Among them was a man who held up a flag featuring Russian president Putin, while wearing a T-shirt bearing the pro-war ‘Z’ symbol.

A different man had earlier been pictured with a Z symbol T-shirt inside Rod Laver Arena during the match.

Past and present Russian flags, the Russian Eagle flag, Belarusian flags and items of clothing with the Z symbol are prohibited items at Melbourne Park.

Fans standing on the Rod Laver Arena steps holding up a flag with Vladimir Putin’s face and chanting in support of Russia. Credit: Twitter – @tumcarayol

“Four people in the crowd leaving the stadium revealed inappropriate flags and symbols and (allegedly) threatened security guards,” a Tennis Australia spokesperson said.

“Victoria Police intervened and are continuing to question them.

“The comfort and safety of everyone is our priority and we work closely with security and authorities.”

Victoria Police confirmed four men were evicted from Melbourne Park.

“Police spoke to four men after a Russian flag was produced on the steps at the tennis about 10.20pm on Wednesday 25 January,” a Victoria Police statement said.

“All four men were evicted.”

TA had initially permitted spectators to bring Russian and Belarusian banners to Melbourne Park, as long as they did not cause disruption.

But the policy was reversed last Tuesday morning after a Russian flag was prominently displayed courtside during a match involving Ukrainian player Kateryna Baindl.

A fan at the Australian Open wearing an ultra-nationalist Russian war symbol on their T-shirt.

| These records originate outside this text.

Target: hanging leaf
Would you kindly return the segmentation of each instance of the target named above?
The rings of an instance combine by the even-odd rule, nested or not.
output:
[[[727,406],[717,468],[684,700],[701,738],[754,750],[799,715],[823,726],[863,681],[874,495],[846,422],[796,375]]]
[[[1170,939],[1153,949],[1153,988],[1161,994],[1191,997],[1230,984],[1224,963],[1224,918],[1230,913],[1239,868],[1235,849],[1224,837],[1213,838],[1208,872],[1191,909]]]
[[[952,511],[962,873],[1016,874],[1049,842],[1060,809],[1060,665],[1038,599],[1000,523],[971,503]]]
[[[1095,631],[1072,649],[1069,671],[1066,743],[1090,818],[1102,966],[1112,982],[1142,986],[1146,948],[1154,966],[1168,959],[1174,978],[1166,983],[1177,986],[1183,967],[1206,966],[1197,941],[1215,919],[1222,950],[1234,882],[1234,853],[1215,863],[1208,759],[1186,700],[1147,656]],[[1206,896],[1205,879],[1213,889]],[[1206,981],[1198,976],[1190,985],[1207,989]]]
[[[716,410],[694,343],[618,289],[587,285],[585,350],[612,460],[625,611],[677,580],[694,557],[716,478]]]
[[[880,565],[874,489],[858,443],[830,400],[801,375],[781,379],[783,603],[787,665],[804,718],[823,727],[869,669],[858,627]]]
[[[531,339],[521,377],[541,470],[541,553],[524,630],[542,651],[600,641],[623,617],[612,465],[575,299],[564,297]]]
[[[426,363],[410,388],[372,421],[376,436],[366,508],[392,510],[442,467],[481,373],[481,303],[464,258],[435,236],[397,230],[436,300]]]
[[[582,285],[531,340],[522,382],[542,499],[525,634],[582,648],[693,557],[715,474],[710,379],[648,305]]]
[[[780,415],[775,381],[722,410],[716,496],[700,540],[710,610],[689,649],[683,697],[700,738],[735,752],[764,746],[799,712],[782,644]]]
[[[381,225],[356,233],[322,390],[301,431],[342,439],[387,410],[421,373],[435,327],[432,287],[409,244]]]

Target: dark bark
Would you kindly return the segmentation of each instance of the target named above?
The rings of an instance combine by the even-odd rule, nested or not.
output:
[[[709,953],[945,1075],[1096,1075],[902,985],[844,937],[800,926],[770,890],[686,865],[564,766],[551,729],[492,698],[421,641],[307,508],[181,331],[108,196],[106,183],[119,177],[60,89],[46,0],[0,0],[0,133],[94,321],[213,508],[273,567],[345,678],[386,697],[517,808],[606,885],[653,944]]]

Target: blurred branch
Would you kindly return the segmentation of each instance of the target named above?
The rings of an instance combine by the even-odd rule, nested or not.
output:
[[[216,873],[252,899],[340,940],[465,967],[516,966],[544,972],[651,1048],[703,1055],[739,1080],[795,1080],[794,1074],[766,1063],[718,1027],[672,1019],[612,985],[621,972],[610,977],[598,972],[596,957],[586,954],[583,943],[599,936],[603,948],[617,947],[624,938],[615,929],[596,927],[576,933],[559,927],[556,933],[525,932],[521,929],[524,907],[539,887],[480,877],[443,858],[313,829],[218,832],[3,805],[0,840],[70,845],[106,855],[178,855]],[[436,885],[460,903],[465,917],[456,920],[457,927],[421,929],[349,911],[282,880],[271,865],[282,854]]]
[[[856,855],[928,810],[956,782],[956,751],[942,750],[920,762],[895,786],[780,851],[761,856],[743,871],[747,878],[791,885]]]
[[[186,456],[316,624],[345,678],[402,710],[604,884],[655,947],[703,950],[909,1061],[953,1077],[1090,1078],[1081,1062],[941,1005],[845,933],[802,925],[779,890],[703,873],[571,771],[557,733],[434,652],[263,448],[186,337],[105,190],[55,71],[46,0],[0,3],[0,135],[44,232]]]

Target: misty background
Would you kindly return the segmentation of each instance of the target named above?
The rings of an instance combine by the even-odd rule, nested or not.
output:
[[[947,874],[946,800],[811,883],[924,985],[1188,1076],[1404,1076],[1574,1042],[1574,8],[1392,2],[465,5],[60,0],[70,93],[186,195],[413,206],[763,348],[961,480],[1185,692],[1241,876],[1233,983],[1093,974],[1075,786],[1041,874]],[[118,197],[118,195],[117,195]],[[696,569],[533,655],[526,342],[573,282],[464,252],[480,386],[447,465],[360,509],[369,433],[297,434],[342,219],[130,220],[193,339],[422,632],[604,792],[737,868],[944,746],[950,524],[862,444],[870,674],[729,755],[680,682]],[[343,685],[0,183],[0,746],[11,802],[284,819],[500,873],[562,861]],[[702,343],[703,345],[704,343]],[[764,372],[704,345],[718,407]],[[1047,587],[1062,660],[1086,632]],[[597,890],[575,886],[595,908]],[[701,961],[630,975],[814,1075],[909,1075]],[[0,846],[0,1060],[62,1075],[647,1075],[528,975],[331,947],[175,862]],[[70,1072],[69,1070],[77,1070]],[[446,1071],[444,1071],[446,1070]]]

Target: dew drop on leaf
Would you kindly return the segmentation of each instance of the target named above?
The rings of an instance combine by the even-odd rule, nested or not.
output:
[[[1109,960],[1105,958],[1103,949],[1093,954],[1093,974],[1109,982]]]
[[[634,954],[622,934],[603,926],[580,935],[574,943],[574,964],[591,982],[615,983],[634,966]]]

Credit: AAP

That rule has been flouted on multiple occasions but Wednesday night’s incident was clearly the most blatant.

Russian and Belarusian players, such as Russians Rublev and Karen Khachanov and star Belarusians Aryna Sabalenka and Victoria Azarenka, are allowed to compete in Melbourne, but must do so under a neutral banner.

They were banned by the All England club from participating at Wimbledon last year in reaction to Russia’s ongoing invasion of Ukraine.

Russia is Belarus’s largest and most important economic and political partner.